I’ve been giving a lot of thought to how we see risk the past few years. What is an acceptable risk? What are the boundaries of risk perception and how much variability is there between two people? How much of those tolerances are innate versus cultural? Can you consent to risks you don’t understand?
Philosophers have been working on these questions for a while and we don’t seem to have gotten much further on the problem than some of us dislike change and some of us are more open to change. Figuring out any grand causal theories of openness doesn’t seem any more legible with regression analysis.
We have little coordination of acceptable risks at the individual, local, national, planetary and species level, just as we most need to understand if we can all collectively tolerate significant social, economic and political risks associated with new technologies.

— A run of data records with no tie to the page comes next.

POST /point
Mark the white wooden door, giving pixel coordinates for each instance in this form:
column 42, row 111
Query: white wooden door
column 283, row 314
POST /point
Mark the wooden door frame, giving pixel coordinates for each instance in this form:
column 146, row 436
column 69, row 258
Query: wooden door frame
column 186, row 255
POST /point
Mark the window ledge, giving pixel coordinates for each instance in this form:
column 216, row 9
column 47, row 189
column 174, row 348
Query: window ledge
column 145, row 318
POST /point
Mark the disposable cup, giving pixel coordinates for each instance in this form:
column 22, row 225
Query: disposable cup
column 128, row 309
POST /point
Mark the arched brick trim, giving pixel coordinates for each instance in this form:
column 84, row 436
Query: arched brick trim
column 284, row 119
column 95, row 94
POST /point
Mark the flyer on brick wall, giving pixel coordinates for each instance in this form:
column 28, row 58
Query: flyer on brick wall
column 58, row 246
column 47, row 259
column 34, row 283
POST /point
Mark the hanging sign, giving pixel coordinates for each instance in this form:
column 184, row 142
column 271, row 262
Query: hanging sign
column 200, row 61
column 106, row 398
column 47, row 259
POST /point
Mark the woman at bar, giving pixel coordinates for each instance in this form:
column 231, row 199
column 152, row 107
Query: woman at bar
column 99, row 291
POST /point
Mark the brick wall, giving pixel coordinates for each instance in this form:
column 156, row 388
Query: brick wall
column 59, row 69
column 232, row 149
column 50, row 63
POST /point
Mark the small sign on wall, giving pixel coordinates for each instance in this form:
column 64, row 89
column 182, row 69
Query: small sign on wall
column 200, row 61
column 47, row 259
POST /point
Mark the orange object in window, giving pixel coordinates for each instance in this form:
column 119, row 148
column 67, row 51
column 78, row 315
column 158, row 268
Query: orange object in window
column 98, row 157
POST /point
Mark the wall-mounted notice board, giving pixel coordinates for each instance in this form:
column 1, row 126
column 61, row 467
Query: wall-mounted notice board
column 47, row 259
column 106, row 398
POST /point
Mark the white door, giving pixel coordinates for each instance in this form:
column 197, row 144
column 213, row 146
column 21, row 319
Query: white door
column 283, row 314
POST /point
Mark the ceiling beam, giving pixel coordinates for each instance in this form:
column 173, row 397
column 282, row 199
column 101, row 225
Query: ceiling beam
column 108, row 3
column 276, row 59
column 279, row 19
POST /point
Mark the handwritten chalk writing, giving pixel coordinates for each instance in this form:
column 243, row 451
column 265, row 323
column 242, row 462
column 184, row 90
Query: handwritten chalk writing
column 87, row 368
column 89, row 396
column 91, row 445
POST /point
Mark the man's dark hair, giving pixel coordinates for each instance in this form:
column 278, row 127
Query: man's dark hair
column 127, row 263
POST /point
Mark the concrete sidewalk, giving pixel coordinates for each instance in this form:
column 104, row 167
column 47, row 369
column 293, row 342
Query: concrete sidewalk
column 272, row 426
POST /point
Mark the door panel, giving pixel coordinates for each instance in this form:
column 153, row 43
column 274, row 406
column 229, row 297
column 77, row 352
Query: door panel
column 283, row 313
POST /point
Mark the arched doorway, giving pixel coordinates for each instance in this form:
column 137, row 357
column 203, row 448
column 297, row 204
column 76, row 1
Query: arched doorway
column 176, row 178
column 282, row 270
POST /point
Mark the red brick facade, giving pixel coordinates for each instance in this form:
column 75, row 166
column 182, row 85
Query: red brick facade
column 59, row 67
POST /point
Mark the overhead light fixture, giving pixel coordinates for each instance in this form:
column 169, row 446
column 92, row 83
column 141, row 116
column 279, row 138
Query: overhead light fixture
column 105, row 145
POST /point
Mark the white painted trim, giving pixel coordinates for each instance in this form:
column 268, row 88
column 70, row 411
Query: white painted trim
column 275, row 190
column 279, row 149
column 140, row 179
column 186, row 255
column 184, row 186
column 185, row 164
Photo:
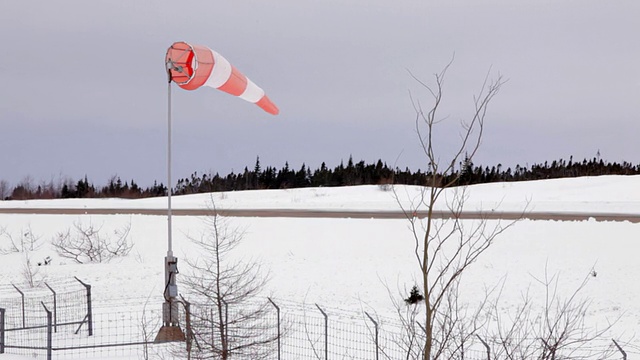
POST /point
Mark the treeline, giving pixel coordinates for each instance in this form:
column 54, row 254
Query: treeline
column 352, row 173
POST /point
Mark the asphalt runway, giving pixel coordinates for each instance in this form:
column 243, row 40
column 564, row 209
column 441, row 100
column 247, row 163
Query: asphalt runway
column 301, row 213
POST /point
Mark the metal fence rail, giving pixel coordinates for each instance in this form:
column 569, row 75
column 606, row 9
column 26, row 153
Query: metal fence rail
column 290, row 331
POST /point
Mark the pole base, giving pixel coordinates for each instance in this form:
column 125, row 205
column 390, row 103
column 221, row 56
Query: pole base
column 169, row 333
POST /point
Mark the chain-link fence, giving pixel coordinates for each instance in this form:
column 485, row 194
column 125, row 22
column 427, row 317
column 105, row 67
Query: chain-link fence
column 37, row 324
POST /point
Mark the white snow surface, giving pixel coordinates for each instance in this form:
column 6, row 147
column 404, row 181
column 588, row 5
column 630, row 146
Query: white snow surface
column 347, row 264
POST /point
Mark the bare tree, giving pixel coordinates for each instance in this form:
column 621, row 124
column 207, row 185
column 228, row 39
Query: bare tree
column 445, row 245
column 24, row 241
column 88, row 244
column 230, row 320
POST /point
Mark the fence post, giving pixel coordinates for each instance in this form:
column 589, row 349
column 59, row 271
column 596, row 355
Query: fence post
column 278, row 313
column 187, row 319
column 326, row 333
column 49, row 331
column 55, row 309
column 89, row 312
column 2, row 330
column 375, row 325
column 486, row 346
column 24, row 323
column 624, row 354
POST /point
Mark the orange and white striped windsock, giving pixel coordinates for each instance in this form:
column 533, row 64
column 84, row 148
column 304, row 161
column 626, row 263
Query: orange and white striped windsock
column 192, row 66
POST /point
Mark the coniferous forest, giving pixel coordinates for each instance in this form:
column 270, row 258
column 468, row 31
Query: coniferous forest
column 352, row 173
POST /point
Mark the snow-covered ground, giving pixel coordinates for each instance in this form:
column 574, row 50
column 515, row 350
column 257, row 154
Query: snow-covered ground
column 344, row 263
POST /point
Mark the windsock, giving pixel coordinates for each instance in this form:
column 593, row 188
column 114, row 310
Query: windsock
column 192, row 66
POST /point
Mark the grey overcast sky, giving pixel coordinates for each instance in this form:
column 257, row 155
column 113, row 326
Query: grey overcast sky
column 84, row 87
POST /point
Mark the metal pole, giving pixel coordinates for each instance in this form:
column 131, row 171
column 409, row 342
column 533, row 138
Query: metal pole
column 55, row 309
column 326, row 333
column 486, row 347
column 375, row 324
column 169, row 186
column 49, row 331
column 2, row 330
column 24, row 323
column 278, row 312
column 89, row 312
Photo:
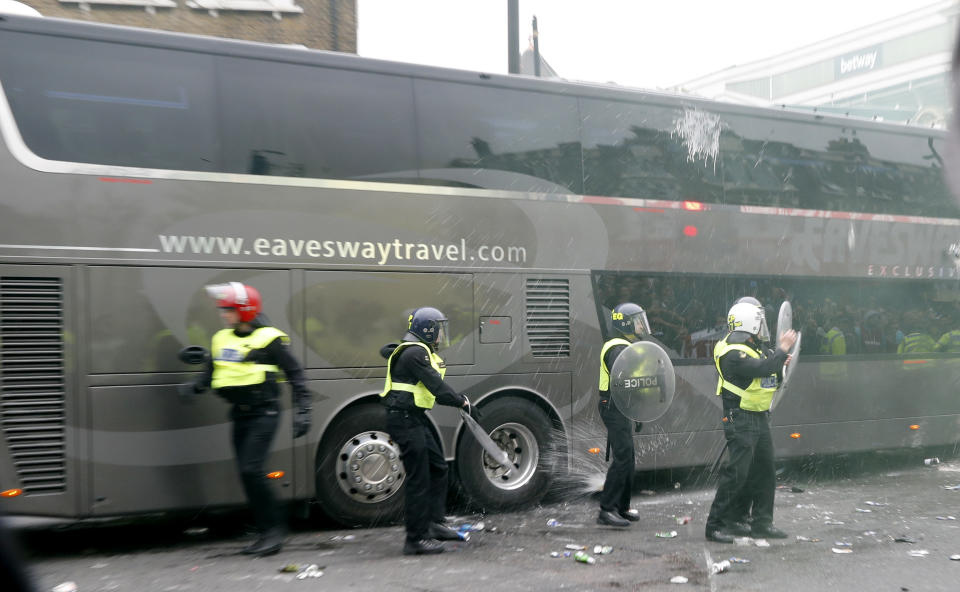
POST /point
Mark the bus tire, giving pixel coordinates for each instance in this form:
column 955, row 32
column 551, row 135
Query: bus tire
column 524, row 431
column 359, row 474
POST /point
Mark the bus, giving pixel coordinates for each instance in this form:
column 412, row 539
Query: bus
column 138, row 166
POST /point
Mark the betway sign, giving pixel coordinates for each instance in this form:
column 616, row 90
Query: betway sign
column 858, row 62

We just don’t seem to have consensus on risk much beyond “don’t get someone killed.” Yelling “slow down” barely works with toddlers, so I don’t see how anyone considers it a viable tactic for coping with, let’s just say, artificial intelligence.
I don’t consider myself to be someone who takes a lot of unnecessary risks. I like to do my homework. While I was never a Boy Scout, I do subscribe to their motto. “Be Prepared!” But if you asked my friends and family they’d probably say I am a risk taker. Who is right? It’s clear that preparation and planning mitigate known risks. Beyond that it’s not up to me. It’s probably not up to you either.